Probing in the dark, cautiously pushing through light-proof curtains, I enter another darkened space, blacker yet. Inside are two whirring fans by Jaime Pitarch entitled I Miss You. I Miss You Too (1996). Side by side, they slowly pivot back and forth, floating in the gloom at eye height. Set slightly out of sync, their blades never touch even though their paths cross only millimetres from collision. Projected onto their spinning blades are circular images of hands: one palm towards us, the other facing away. It seems an age before the eyes adjust to give enough confidence to move around the small room. But soon the luminescence of the fans becomes attractive. What are fans for? They circulate air and cool our skin, but here the skin is lying upon the fan. And it is lying upon the wall too: where the light passes through the imperceptible gaps between blades it forms a second image on the wall. These double-images overlap slightly allowing the fingertips to touch. Of course the strongest temptation with fans is to reach out and touch the spinning blades not the wisest of moves, but compelling nonetheless. This hallucinatory object invites examination with a sense more concrete than sight, but the projected hands have beaten me to it. However, these hands can examine little since they are as illusory as the surface and, what's more, dependent upon it. The seductive elegance of this piece does not lead to any further knowledge.
In Position (1996) in the last room, Niamh McCann has mounted two projectors near the ceiling facing each other, and programmed them to hammer through their respective slide carousels, firing images across the space onto the wall and floor opposite, like clunky, slow-motion stroboscopes. Standing between the two sets of images, they pulse by too quickly to be read together. Only some of the images can be registered and, on the whole, they switch between showing either the debating chamber of the House of Commons in session (photographed from television) and a chess set. As an analogy, this is so obvious as to be almost tautological; chess, of course, is a game based on royal courts. But then there are also images of riots and Oprah Winfrey-type shows, though these are impossible to pick out clearly due to the brevity of their appearance they are cut quicker than MTV.

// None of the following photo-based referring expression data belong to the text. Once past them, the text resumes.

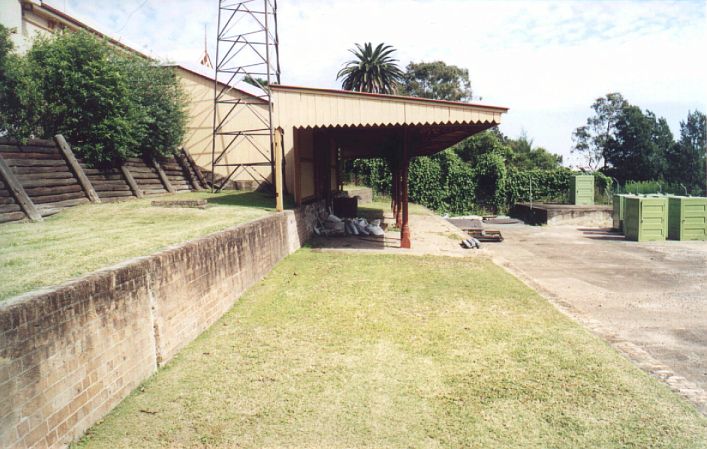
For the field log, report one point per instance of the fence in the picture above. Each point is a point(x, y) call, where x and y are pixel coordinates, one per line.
point(42, 177)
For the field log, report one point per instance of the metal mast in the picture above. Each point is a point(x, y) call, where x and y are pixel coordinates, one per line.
point(247, 48)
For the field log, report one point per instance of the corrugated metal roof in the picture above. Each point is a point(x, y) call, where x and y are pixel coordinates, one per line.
point(306, 107)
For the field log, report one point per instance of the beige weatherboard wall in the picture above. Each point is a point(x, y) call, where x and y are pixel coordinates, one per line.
point(31, 18)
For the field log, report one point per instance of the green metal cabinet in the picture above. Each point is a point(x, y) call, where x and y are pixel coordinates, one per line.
point(687, 218)
point(645, 218)
point(619, 204)
point(582, 190)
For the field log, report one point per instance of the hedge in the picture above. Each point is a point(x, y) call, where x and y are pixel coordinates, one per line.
point(447, 184)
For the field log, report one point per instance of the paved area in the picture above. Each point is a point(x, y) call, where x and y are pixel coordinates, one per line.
point(648, 299)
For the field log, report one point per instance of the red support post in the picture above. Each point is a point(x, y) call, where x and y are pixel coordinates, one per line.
point(394, 191)
point(405, 241)
point(398, 199)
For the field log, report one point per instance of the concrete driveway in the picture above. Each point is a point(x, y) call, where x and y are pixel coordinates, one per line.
point(649, 300)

Finally, there is nothing left to do, except enter Stewart Wilson's telephone booth Touch Wood (1996). The door pulls itself shut before I slip the large headphones over my ears. But then someone taps on the booth and I turn to see who's there, only to discover to my alarm that the glass is mirrored on the inside! Disconcertingly, all I can see is myself. The tapping on the booth is growing louder and more frantic. Initially it is genuinely hard to tell that this sound, as you've guessed, is only on the headphones. It's a tremendous effort not to turn around to see who is watching, but I know I will only be frustrated by the mirroring.
King's Cross is exactly the kind of locale in which nightmare telephone experiences are suffered. And that is what this exhibition really is: an experience. The fact that 'Virginia' is not a conceptual show was confirmed by Nicholas Bolton's video Judd Use (1996), in which the artist is recorded doing peculiar things at the Oxford MoMA's Donald Judd retrospective. Bolton has constructed a long pole with an orange sphere possibly from a toilet cistern on one end, and uses it to probe the huge multiple box piece Untitled (1973) as if he were a science student measuring some unseen quality, like radioactivity.
This surely is the crux of the show: the artist is examining experience, not meaning. In his extreme precision, all he could possibly be doing is measuring. And you can only measure physical properties, not meaning. So this video provides a key to the whole exhibition all the works are primarily experiences, for they tell us very little conceptually. Even, or especially, this most distanced and 'scientific' piece. As such, the exhibition is too fleeting, too easily forgotten. Only the uncanny telephone box transcends this feeling, preying on the mind while trudging back through the streets of King's Cross.